A. İstinaf Yoluna Başvuranlar

İlk Derece Mahkemesinin yukarıda belirtilen kararına karşı süresi içinde davalı-davacı erkek vekili istinaf başvurusunda bulunmuştur.

B. İstinaf Sebepleri

Davalı-davacı erkek vekili, sosyal inceleme raporu alınmadan eksik inceleme ile karar verildiğini, kararın usul ve kanuna aykırı bulunduğunu beyanla; kadının davasının kabulü, kusur belirlemesi, velâyet düzenlemesi, ortak çocuk lehine hükmedilen iştirak nafakası ile kadın lehine hükmedilen maddî, manevî tazminat ve miktarları yönünden istinaf başvurusunda bulunmuştur.

C. Gerekçe ve Sonuç

Bölge Adliye Mahkemesinin yukarıda tarih ve sayısı belirtilen kararı ile; dosyadaki yazılara, kararın dayandığı deliller ile kanuni gerektirici sebeplere, delillerin takdirinde isabetsizlik görülmemesine ve sosyal inceleme raporunun mevcut olduğunun anlaşılmasına göre, istinaf itirazlarının yerinde olmadığı gerekçesi ile davalı-davacı erkek vekilinin istinaf başvurusunun 6100 sayılı Hukuk Muhakemeleri Kanunu’nun (6100 sayılı Kanun) 353 üncü maddesinin birinci fıkrasının (b) bendinin (1) inci alt bendi gereğince esastan reddine karar verilmiştir.

V. TEMYİZ

A. Temyiz Yoluna Başvuranlar

Bölge Adliye Mahkemesinin yukarıda belirtilen kararına karşı süresi içinde davalı-davacı erkek vekili temyiz isteminde bulunmuştur.

B. Temyiz Sebepleri

Davalı-davacı erkek vekili, sosyal inceleme raporu alınmadan eksik inceleme ile karar verildiğini, kararın usul ve kanuna aykırı bulunduğunu beyanla; kadının davasının kabulü, kusur belirlemesi, velâyet düzenlemesi, ortak çocuk yararına hükmedilen iştirak nafakası, kadın lehine hükmedilen maddî ve manevî tazminat ile miktarları yönünden kararın bozulmasına karar verilmesini talep etmiştir.

C. Gerekçe

1. Uyuşmazlık ve Hukuki Nitelendirme

Uyuşmazlık, karşılıklı açılan boşanma davasında eksik inceleme ile karar verilip verilmediği, kadının davasının ispatlanıp ispatlanmadığı ve kabulü şartlarının oluşup oluşmadığı, kusur belirlemesinin yerinde olup olmadığı, velâyet düzenlemesinin uygun olup olmadığı, ortak çocuk yararına iştirak nafakası ile kadın lehine maddî ve manevî tazminat verilmesi şartlarının gerçekleşip gerçekleşmediği, miktarlarının uygun olup olmadığı noktasında toplanmaktadır.

2. İlgili Hukuk

4721 sayılı Kanun'un 4 üncü maddesi, 6 ncı maddesi, 166 ncı maddesinin birinci ve ikinci fıkrası, 174 üncü, 182 nci, 327 nci, 328 inci, 330 uncu, 335 inci ve 336 ncı maddesi; 6100 sayılı Kanun'un 190 ıncı maddesi, 194 üncü maddesi, 369 uncu maddesinin birinci fıkrası ile 370 inci ve 371 inci maddesi; 6098 sayılı Türk Borçlar Kanun'nun 50 nci ve 51 inci maddesi.

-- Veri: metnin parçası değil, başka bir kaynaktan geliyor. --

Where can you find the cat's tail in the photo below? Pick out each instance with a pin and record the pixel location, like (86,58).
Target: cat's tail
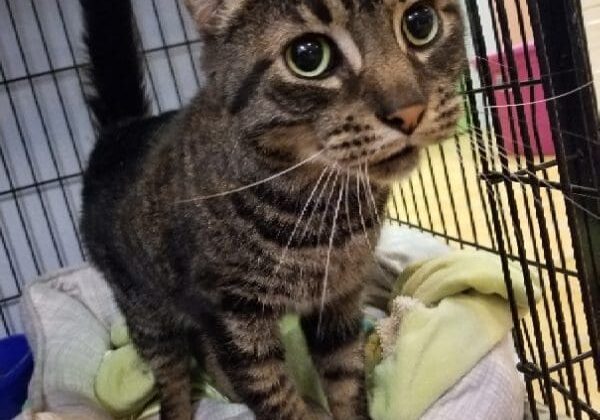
(116,77)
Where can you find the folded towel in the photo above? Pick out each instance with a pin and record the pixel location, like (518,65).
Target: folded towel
(75,327)
(452,311)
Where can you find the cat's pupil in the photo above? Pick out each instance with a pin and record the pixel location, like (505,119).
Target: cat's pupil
(308,54)
(420,21)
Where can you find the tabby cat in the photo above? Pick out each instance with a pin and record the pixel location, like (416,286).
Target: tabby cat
(262,196)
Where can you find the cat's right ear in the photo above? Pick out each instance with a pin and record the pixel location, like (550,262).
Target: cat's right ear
(213,16)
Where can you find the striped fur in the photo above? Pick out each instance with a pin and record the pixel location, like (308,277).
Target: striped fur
(207,275)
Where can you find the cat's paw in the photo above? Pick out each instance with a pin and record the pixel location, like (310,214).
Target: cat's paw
(316,412)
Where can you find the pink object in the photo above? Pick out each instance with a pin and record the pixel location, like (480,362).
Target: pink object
(509,113)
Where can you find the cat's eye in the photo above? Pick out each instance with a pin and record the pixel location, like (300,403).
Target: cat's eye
(310,56)
(420,24)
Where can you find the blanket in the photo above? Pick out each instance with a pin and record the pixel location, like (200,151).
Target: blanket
(448,327)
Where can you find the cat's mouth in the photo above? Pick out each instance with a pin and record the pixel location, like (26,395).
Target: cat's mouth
(404,153)
(395,166)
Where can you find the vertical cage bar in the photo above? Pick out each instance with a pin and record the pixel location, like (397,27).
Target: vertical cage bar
(562,52)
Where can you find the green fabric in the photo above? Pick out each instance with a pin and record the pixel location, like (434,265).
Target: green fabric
(463,313)
(453,311)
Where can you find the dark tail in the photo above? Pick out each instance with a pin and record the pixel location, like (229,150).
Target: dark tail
(115,75)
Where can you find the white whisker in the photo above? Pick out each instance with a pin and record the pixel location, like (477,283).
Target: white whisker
(371,196)
(255,184)
(328,262)
(315,207)
(541,101)
(530,173)
(299,221)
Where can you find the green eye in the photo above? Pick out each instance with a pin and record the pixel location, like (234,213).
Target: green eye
(420,24)
(310,56)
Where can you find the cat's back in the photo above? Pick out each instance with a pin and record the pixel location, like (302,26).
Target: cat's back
(114,167)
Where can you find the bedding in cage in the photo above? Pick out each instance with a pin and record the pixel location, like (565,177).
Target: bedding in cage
(556,380)
(444,351)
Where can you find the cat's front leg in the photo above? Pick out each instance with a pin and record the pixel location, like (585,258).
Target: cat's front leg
(245,341)
(335,339)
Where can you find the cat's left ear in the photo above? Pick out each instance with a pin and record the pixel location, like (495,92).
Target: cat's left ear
(212,16)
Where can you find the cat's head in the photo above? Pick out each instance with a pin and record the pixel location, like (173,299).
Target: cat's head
(364,81)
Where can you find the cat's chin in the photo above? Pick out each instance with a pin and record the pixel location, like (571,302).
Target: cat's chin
(395,167)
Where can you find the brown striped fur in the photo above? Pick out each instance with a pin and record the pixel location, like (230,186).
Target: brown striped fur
(209,277)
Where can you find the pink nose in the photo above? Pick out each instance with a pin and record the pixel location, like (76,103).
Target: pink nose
(407,119)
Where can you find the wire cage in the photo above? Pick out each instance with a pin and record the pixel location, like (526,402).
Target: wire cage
(519,179)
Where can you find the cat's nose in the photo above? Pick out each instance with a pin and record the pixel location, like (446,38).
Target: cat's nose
(406,119)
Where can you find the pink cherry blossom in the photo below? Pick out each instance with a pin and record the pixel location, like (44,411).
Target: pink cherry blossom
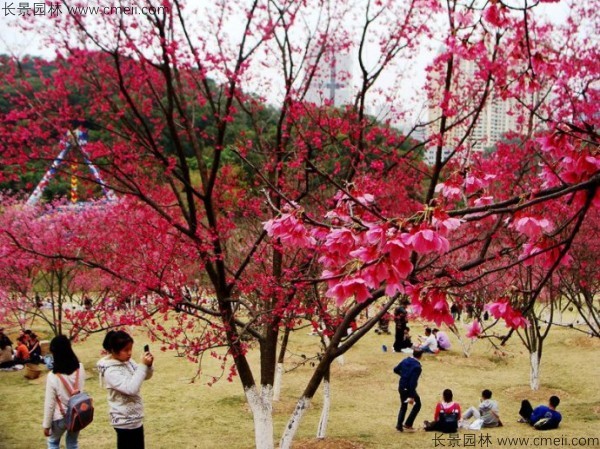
(533,227)
(350,287)
(474,329)
(426,241)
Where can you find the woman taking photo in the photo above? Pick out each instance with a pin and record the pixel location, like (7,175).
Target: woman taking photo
(123,379)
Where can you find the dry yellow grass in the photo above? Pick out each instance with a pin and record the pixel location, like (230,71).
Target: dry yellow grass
(185,415)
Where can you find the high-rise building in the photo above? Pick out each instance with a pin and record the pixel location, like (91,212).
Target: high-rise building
(496,118)
(332,80)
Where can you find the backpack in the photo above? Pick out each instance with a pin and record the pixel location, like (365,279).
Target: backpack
(79,412)
(448,421)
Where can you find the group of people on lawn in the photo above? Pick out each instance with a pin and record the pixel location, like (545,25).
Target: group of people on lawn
(27,350)
(448,417)
(432,342)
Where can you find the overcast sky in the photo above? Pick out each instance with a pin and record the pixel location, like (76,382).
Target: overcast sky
(18,43)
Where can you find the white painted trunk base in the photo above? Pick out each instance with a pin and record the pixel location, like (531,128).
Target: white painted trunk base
(534,371)
(322,429)
(292,426)
(278,381)
(261,405)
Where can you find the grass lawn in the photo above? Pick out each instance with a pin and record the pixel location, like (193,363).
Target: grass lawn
(185,415)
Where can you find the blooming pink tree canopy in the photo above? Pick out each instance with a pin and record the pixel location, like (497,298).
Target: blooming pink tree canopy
(239,170)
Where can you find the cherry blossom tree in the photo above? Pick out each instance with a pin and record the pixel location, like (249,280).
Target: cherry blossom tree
(312,197)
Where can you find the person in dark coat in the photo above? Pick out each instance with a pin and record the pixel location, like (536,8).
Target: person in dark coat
(409,371)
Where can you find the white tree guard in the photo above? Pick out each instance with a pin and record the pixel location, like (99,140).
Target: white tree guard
(278,382)
(292,426)
(322,429)
(534,371)
(261,405)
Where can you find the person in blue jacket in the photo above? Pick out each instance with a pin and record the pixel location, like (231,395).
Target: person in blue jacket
(543,417)
(409,371)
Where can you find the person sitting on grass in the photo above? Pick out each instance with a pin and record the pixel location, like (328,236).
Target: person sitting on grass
(442,340)
(6,352)
(22,354)
(35,350)
(543,417)
(446,417)
(487,411)
(429,344)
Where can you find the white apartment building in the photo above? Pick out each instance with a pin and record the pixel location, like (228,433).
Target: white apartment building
(332,81)
(496,118)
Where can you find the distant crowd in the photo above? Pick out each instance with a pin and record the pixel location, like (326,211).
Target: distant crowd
(27,349)
(448,416)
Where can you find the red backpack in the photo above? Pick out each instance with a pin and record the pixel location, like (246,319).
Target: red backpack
(80,408)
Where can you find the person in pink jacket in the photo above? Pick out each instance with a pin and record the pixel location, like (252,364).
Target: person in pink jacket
(66,364)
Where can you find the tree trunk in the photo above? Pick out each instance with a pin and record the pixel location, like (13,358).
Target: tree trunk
(261,405)
(534,371)
(279,368)
(294,422)
(322,429)
(277,383)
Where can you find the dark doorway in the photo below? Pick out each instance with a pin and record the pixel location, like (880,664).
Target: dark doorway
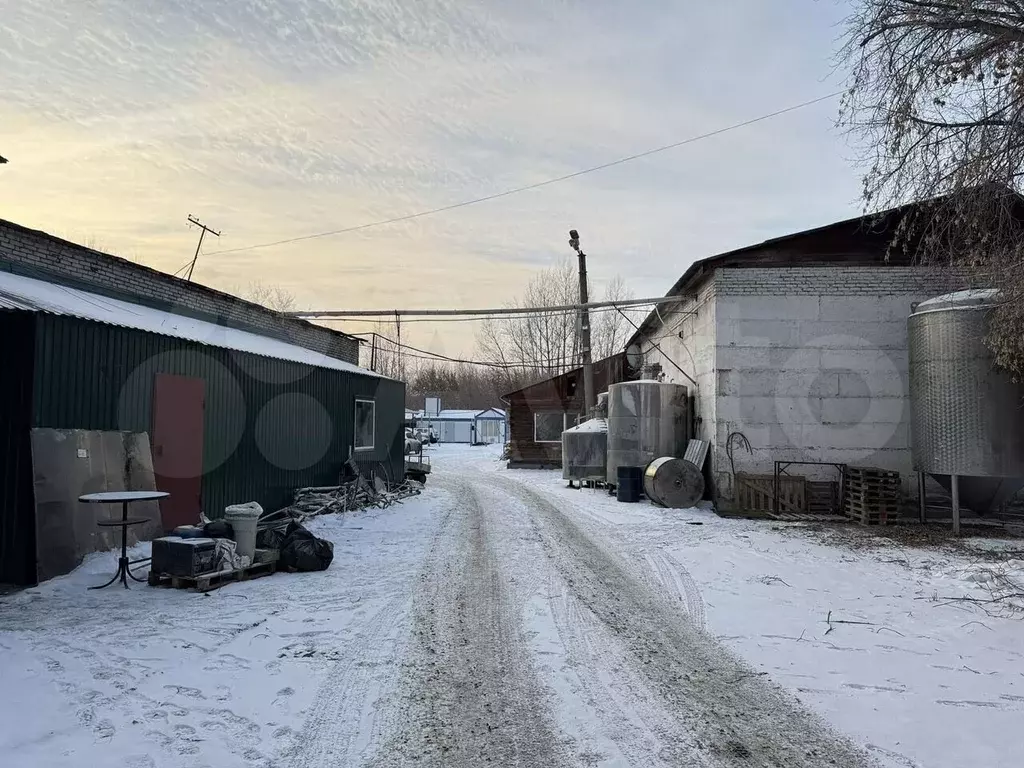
(177,446)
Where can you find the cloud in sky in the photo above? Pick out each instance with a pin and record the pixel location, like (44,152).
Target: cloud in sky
(271,119)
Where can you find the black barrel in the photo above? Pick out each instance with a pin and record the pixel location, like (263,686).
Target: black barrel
(630,483)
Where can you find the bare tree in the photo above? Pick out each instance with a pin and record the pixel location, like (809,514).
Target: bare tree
(272,297)
(550,342)
(937,98)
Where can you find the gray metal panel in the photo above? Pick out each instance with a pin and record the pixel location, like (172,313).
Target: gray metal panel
(646,420)
(585,451)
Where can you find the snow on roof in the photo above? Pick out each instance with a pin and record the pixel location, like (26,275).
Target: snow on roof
(969,299)
(18,292)
(460,415)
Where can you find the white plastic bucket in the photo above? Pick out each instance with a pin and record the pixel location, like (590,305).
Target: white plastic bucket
(244,518)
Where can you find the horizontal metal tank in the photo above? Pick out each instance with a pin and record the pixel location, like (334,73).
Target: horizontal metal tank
(646,420)
(967,415)
(672,482)
(585,451)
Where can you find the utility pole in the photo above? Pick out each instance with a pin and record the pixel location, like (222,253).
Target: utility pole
(205,229)
(590,397)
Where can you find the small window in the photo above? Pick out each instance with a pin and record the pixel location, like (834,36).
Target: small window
(366,424)
(548,427)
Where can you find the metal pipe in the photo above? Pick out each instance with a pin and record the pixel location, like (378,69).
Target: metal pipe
(922,499)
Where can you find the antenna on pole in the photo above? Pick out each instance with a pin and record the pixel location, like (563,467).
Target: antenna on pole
(204,229)
(590,398)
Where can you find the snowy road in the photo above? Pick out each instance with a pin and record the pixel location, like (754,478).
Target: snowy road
(501,620)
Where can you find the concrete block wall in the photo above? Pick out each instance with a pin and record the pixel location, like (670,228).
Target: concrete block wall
(40,255)
(811,365)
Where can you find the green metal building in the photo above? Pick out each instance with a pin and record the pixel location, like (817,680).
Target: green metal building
(232,416)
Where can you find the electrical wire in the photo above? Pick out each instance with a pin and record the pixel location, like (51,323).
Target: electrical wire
(539,315)
(548,364)
(527,187)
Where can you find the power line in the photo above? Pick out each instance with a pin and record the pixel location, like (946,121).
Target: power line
(479,318)
(549,364)
(355,313)
(537,185)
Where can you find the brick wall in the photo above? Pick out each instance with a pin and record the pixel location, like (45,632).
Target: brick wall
(40,255)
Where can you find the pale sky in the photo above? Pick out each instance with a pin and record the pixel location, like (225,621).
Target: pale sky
(272,119)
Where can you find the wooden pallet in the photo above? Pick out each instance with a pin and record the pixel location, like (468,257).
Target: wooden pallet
(210,582)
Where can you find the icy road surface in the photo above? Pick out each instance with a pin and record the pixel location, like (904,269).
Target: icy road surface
(502,620)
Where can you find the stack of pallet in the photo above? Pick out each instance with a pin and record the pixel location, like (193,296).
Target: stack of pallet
(873,497)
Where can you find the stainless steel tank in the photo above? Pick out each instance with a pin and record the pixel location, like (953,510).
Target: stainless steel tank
(585,451)
(646,420)
(967,415)
(672,482)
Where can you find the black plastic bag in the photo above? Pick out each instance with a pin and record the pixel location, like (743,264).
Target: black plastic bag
(218,529)
(302,551)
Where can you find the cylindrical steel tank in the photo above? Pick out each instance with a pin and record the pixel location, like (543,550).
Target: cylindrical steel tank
(646,420)
(967,415)
(585,451)
(672,482)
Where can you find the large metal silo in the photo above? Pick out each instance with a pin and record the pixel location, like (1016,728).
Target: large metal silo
(967,415)
(647,420)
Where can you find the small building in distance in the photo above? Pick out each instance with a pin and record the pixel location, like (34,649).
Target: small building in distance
(469,426)
(539,414)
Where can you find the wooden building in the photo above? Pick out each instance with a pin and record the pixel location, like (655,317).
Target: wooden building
(540,413)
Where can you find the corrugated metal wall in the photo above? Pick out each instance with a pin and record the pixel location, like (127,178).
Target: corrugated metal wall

Birleşmiş Milletler Çocuk Hakları Sözleşmesinin 3 üncü, 9 uncu ve 12 nci maddeleri, Çocuk Haklarının Kullanılmasına Dair Avrupa Sözleşmesinin 3 üncü, 4 üncü ve 6 ncı maddeleri.

3. Değerlendirme

1.Bölge adliye mahkemelerinin nihai kararlarının bozulması 6100 sayılı Kanun'un 371 inci maddesinde yer alan sebeplerden birinin varlığı hâlinde mümkündür.

2. Temyizen ..., tarafların karşılıklı iddia ve savunmalarına, dayandıkları belgelere, uyuşmazlığa uygulanması gereken hukuk kuralları ile hukuki ilişkinin nitelendirilmesine, dava şartlarına, yargılama ve ispat kuralları ile kararda belirtilen gerekçelere göre usul ve kanuna uygun olup davalı-davacı erkek vekili tarafından temyiz dilekçesinde ileri sürülen nedenler kararın bozulmasını gerektirecek nitelikte görülmemiştir.

VI. KARAR

Açıklanan sebeplerle;

Temyiz olunan Bölge Adliye Mahkemesi kararının 6100 sayılı Kanun'un 370 inci maddesinin birinci fıkrası uyarınca ONANMASINA,

Aşağıda yazılı temyiz giderinin temyiz edene yükletilmesine,

Dosyanın İlk Derece Mahkemesine, kararın bir örneğinin Bölge Adliye Mahkemesine gönderilmesine,

07.02.2024 tarihinde oy birliğiyle karar verildi.